If you compare the exam results of an underperforming school to an average one, you are starting from a lower base, and it may be that the worse things are to begin with, the quicker they improve.

Why not compare like with like by looking at the results from academies with schools that have similar pupil demographics and levels of attainment?

Two studies have tried to do that: one by the National Audit Office (NAO), the other by academics Stephen Machin and James Vernoit of the London School of Economics.

Both studies conclude tentatively that there is some evidence that some academies may be delivering GCSE gains faster than similar schools.

Messrs Machin and Vernoit found “significant improvement” in academies that had been open for at least two years, with an extra 3 per cent of pupils on average getting at least five GCSES at grades A* to C.

The NAO found a similar pattern, although the difference in the rates of improvement between various kinds of academy and comparable schools was pretty tiny, as the second graph shows:


There are other weaknesses common to all these comparisons.

As the House of Commons public accounts committee noted, there’s no way of knowing whether an academy’s success can be attributed to its newfound autonomy as opposed to other aspects of the school’s change of status.

“Any school that acquires a new building, a new head teacher and many new staff is likely to improve its pupils’ levels of attainment.

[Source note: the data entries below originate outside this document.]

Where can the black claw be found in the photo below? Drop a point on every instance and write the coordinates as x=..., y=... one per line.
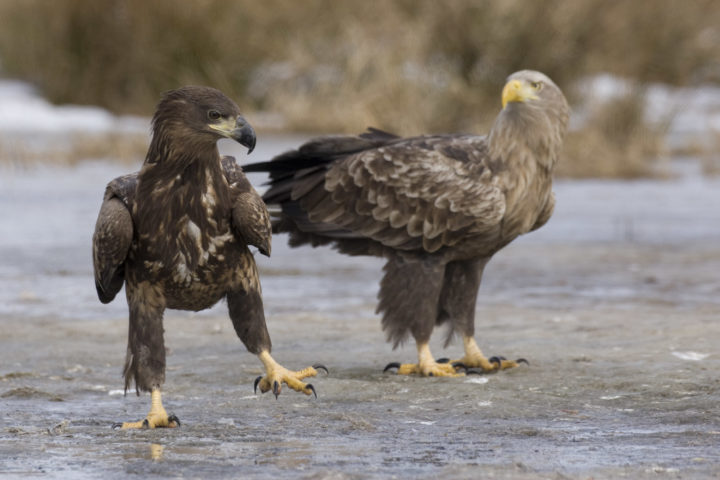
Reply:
x=173, y=418
x=320, y=366
x=390, y=366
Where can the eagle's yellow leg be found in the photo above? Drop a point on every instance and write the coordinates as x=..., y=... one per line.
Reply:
x=474, y=358
x=426, y=366
x=276, y=375
x=157, y=417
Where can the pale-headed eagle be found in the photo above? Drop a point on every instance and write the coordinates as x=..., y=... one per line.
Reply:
x=176, y=233
x=437, y=207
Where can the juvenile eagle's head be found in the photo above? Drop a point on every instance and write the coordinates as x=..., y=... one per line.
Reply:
x=199, y=117
x=534, y=116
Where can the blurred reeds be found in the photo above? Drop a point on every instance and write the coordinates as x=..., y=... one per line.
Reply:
x=408, y=66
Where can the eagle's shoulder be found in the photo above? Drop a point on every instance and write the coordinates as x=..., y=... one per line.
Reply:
x=434, y=190
x=250, y=218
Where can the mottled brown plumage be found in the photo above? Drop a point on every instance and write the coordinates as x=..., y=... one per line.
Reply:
x=177, y=232
x=437, y=207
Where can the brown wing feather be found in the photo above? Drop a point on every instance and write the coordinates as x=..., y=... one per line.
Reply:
x=419, y=193
x=250, y=218
x=111, y=242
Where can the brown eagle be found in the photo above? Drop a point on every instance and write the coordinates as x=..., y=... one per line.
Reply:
x=437, y=207
x=176, y=233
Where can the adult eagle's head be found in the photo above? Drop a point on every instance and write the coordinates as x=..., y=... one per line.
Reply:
x=196, y=118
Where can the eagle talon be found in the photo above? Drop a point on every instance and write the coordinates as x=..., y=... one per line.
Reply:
x=457, y=365
x=390, y=366
x=173, y=418
x=320, y=366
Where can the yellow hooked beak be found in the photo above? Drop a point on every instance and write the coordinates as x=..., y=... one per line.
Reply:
x=518, y=91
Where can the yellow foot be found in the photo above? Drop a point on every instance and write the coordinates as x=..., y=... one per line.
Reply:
x=157, y=417
x=474, y=358
x=277, y=375
x=426, y=366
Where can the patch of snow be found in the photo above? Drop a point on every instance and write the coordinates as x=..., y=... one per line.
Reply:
x=23, y=110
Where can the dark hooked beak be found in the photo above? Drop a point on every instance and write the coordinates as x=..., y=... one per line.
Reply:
x=244, y=134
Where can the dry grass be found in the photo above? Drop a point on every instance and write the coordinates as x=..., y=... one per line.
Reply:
x=616, y=141
x=409, y=66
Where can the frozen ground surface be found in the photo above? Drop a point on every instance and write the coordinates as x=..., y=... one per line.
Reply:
x=616, y=303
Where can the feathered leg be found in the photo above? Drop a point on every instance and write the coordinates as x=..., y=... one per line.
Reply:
x=145, y=361
x=409, y=294
x=246, y=312
x=457, y=307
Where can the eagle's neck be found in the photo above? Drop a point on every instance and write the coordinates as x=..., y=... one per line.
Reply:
x=527, y=135
x=183, y=200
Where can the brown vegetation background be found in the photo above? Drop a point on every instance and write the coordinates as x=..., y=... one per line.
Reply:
x=408, y=66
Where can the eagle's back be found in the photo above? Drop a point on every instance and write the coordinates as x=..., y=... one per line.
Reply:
x=184, y=239
x=428, y=195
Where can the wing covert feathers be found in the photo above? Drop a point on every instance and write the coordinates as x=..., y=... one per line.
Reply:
x=111, y=242
x=406, y=195
x=250, y=218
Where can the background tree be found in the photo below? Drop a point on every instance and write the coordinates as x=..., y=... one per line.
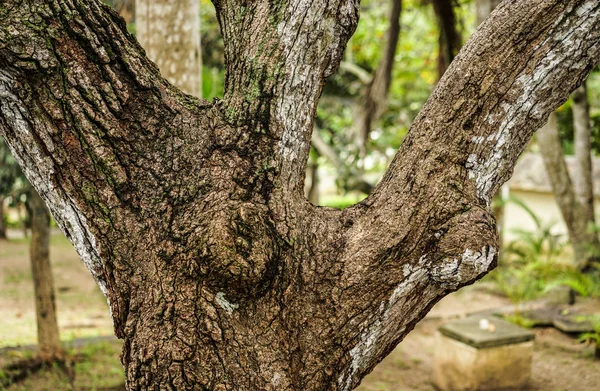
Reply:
x=191, y=215
x=450, y=40
x=574, y=194
x=9, y=173
x=13, y=183
x=172, y=26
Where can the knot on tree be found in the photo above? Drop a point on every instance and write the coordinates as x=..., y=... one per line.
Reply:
x=241, y=252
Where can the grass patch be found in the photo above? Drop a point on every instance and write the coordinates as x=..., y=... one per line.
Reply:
x=96, y=368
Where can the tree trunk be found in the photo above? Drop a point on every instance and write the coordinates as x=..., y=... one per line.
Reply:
x=126, y=8
x=484, y=8
x=575, y=214
x=191, y=215
x=449, y=38
x=374, y=100
x=312, y=195
x=2, y=219
x=172, y=26
x=583, y=176
x=49, y=345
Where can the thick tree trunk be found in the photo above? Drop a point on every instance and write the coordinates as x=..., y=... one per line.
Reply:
x=49, y=345
x=192, y=218
x=172, y=26
x=2, y=219
x=576, y=214
x=449, y=38
x=126, y=8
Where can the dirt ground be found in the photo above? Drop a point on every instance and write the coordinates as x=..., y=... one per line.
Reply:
x=559, y=362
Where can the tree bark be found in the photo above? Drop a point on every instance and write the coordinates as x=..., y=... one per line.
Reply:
x=312, y=195
x=172, y=26
x=576, y=214
x=49, y=345
x=191, y=215
x=2, y=219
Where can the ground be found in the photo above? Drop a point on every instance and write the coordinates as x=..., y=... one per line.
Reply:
x=559, y=363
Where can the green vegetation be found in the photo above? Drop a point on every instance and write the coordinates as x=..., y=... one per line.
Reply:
x=92, y=367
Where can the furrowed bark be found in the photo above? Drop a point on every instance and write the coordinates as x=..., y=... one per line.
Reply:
x=191, y=216
x=49, y=346
x=484, y=8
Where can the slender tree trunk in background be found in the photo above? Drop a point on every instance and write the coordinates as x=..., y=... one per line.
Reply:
x=191, y=215
x=172, y=26
x=373, y=102
x=49, y=345
x=2, y=219
x=484, y=8
x=583, y=175
x=126, y=8
x=450, y=40
x=312, y=195
x=576, y=215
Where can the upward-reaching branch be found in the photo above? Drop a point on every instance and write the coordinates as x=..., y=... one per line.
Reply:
x=220, y=275
x=80, y=108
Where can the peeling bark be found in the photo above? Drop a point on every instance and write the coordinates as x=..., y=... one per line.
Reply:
x=449, y=38
x=191, y=216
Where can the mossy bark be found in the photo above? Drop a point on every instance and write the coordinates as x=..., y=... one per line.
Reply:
x=49, y=346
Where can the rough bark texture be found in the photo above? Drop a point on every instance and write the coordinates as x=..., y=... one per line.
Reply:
x=172, y=26
x=373, y=102
x=575, y=208
x=312, y=191
x=49, y=345
x=449, y=39
x=191, y=216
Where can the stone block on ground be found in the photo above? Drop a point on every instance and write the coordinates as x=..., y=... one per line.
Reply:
x=469, y=358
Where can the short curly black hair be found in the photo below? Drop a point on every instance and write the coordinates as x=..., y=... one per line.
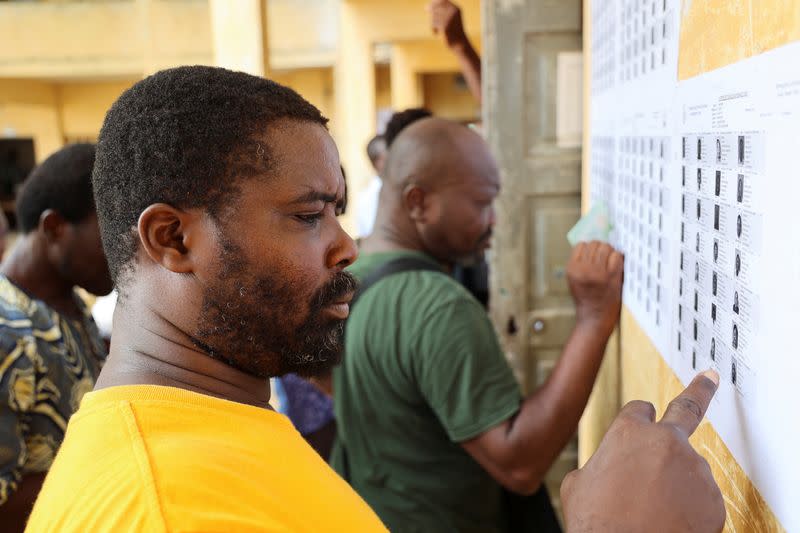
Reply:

Such changes can lead to an improvement in morale and behaviour that makes a school almost unrecognisable as the predecessor school, though many of the pupils are the same.

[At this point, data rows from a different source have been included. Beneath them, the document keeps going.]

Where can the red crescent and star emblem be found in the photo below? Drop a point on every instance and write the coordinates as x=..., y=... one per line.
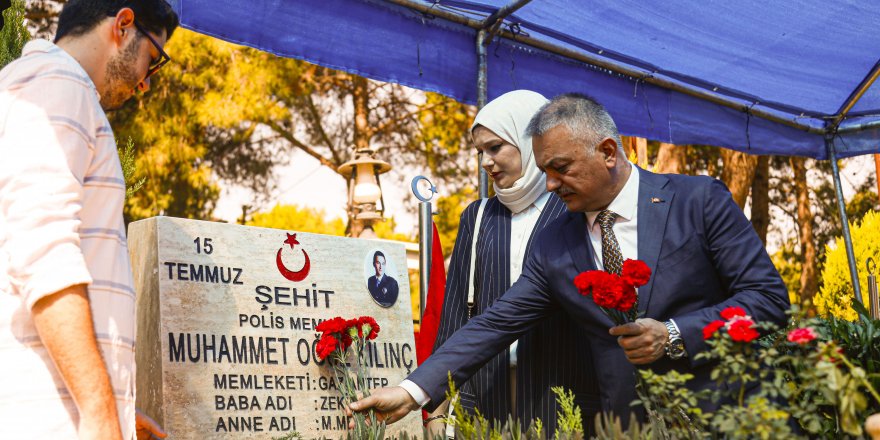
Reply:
x=298, y=275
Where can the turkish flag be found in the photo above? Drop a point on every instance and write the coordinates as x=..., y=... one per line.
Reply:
x=434, y=303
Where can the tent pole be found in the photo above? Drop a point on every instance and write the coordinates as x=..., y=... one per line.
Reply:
x=482, y=96
x=487, y=30
x=841, y=207
x=830, y=130
x=855, y=96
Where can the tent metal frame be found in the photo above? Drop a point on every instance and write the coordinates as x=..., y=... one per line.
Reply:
x=491, y=27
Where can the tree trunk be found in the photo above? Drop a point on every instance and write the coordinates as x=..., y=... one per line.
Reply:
x=671, y=159
x=738, y=173
x=761, y=198
x=361, y=99
x=809, y=283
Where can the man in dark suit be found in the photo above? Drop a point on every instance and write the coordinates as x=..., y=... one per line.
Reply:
x=702, y=250
x=382, y=287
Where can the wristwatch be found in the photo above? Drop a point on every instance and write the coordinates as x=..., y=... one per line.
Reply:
x=674, y=345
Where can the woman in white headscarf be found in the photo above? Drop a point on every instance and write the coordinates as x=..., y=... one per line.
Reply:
x=556, y=352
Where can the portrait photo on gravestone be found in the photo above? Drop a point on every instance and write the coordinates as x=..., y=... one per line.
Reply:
x=227, y=326
x=381, y=282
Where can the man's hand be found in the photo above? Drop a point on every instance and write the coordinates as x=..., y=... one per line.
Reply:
x=146, y=427
x=391, y=404
x=642, y=341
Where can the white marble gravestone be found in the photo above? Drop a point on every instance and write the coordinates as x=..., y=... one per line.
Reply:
x=226, y=318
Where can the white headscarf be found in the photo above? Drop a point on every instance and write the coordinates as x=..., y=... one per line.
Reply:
x=508, y=116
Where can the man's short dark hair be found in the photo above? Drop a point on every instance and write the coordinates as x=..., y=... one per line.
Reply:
x=81, y=16
x=583, y=115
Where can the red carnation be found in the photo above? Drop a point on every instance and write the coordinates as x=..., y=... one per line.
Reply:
x=326, y=346
x=335, y=325
x=731, y=312
x=635, y=273
x=607, y=290
x=710, y=329
x=741, y=330
x=802, y=336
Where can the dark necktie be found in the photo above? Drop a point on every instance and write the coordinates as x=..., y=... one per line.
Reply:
x=612, y=259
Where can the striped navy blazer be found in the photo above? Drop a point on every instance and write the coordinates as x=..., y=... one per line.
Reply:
x=555, y=352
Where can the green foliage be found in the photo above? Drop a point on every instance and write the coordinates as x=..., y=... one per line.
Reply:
x=860, y=341
x=129, y=168
x=817, y=384
x=571, y=425
x=14, y=34
x=608, y=427
x=836, y=295
x=222, y=112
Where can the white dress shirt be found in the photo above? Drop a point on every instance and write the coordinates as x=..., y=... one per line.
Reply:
x=625, y=205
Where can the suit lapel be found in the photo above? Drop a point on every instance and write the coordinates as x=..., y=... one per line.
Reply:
x=575, y=235
x=653, y=210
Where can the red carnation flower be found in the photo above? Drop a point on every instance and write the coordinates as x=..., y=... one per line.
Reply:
x=802, y=336
x=741, y=330
x=326, y=346
x=712, y=327
x=635, y=272
x=732, y=312
x=607, y=290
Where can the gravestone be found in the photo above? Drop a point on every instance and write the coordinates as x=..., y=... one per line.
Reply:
x=226, y=326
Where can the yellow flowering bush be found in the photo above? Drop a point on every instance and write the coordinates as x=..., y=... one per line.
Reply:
x=836, y=295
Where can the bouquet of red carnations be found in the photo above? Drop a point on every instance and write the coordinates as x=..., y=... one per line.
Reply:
x=615, y=294
x=338, y=335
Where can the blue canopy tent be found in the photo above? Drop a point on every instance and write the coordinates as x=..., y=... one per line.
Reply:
x=785, y=78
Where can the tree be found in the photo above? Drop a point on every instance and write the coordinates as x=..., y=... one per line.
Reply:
x=760, y=208
x=14, y=34
x=222, y=112
x=808, y=283
x=737, y=173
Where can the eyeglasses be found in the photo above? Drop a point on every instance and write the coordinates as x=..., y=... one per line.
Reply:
x=155, y=63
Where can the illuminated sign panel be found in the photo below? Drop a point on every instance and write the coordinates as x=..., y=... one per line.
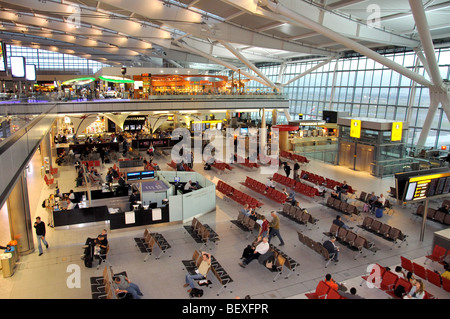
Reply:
x=422, y=187
x=355, y=128
x=396, y=132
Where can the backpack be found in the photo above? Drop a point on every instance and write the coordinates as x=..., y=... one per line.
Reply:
x=195, y=292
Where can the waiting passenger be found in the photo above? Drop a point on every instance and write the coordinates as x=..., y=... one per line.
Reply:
x=260, y=249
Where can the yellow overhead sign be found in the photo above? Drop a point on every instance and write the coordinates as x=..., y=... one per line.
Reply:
x=397, y=130
x=355, y=128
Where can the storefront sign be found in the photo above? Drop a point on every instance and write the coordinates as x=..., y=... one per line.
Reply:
x=397, y=130
x=355, y=128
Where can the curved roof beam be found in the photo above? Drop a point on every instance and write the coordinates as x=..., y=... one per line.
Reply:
x=193, y=22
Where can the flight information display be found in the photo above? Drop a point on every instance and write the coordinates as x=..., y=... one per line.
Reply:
x=422, y=187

“It is therefore difficult to assess how far improvements in results in academies derive from the Academies programme itself and the features that make academies different from other schools, or from the high level of expenditure involved in opening an academy.”

And as Civitas has pointed out repeatedly, there’s a question mark whether the pupils we are comparing are sitting exams of comparable difficulty.

Apart from maths and English, what are the other three GCSEs or equivalents? Could they be less academically demanding subjects like IT, the think-tank asked? Were academies encouraging too many pupils to do “pseudo-vocational” subjects in order to climb the league tables?

There were signs that such fears were justified last summer when analysts from the Times Educational Supplement,  among others, noted that academies tended to do worse than other schools on the “English Baccalaureate”, a new measure marking results in core academic subjects: English, two sciences, maths, history or geography and a language.

This was not mentioned by the Department for Education when it issued its official press release about GCSE results.

The verdict

A dose of healthy scepticism appears to be needed whenever ministers seek to use statistics to prove the supposed superiority of the academy model.

On the other hand, it’s not entirely fair to say, as several union leaders did this week, that there is no evidence whatsoever that academies are increasing performance.

Much of the academic research done so far has tended to show positive results, including the counter-intuitive effect noted by Machin and Vernoit where schools that were geographically close to successful academies saw their results improve as well, even though the academies tended to poach the “best” pupils in the area.

What we still don’t know is whether the improvements will continue in the long term, whether they will be felt in academies that were already academically successful, whether the effect has anything to do with increased autonomy, and whether the whole project is cost-effective.